Graduate Program in Clinical Care in Nursing and Health, State University of Ceará, Fortaleza, Brazil.
Graduate Program in Computer Science, State University of Ceará, Fortaleza, Brazil.
Comput Math Methods Med. 2021 Jul 9;2021:4602465. doi: 10.1155/2021/4602465. eCollection 2021.

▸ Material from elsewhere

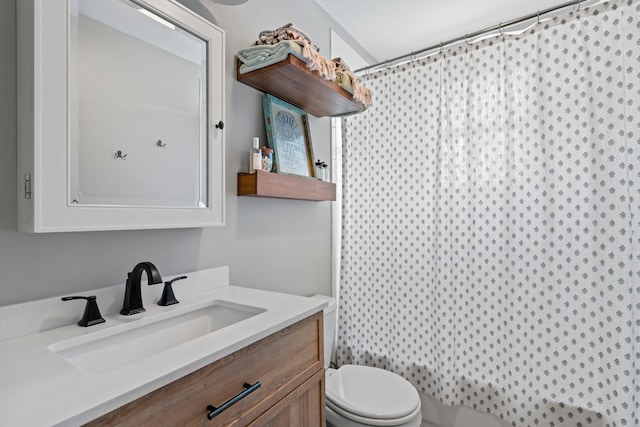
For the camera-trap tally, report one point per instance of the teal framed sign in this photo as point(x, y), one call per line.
point(288, 135)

Dementia interferes with the individual's motor, behavioural, and intellectual functions, causing him to be unable to perform instrumental activities of daily living. This study is aimed at identifying the best performing algorithm and the most relevant characteristics to categorise individuals with HIV/AIDS at high risk of dementia from the application of data mining. Principal component analysis (PCA) algorithm was used and tested comparatively between the following machine learning algorithms: logistic regression, decision tree, neural network, KNN, and random forest. The database used for this study was built from the data collection of 270 individuals infected with HIV/AIDS and followed up at the outpatient clinic of a reference hospital for infectious and parasitic diseases in the State of Ceará, Brazil, from January to April 2019. Also, the performance of the algorithms was analysed for the 104 characteristics available in the database; then, with the reduction of dimensionality, there was an improvement in the quality of the machine learning algorithms and identified that during the tests, even losing about 30% of the variation. Besides, when considering only 23 characteristics, the precision of the algorithms was 86% in random forest, 56% logistic regression, 68% decision tree, 60% KNN, and 59% neural network. The random forest algorithm proved to be more effective than the others, obtaining 84% precision and 86% accuracy.
痴呆症会干扰个体的运动、行为和智力功能,导致其无法进行日常的工具性活动。本研究旨在从数据挖掘的应用中确定性能最佳的算法和最相关的特征,以对 HIV/AIDS 患者发生痴呆的风险进行分类。使用主成分分析(PCA)算法,并在以下机器学习算法之间进行了比较:逻辑回归、决策树、神经网络、KNN 和随机森林。本研究使用的数据库是从巴西塞阿拉州一家传染病参考医院的门诊 270 名感染 HIV/AIDS 的个体的数据收集构建的,时间为 2019 年 1 月至 4 月。此外,还对数据库中 104 个特征的算法性能进行了分析;然后,通过降维,机器学习算法的质量得到了提高,并确定了在测试过程中,即使丢失了大约 30%的变化,也有很好的效果。此外,仅考虑 23 个特征时,随机森林算法的准确率为 86%,逻辑回归为 56%,决策树为 68%,KNN 为 60%,神经网络为 59%。随机森林算法比其他算法更有效,准确率为 84%,准确度为 86%。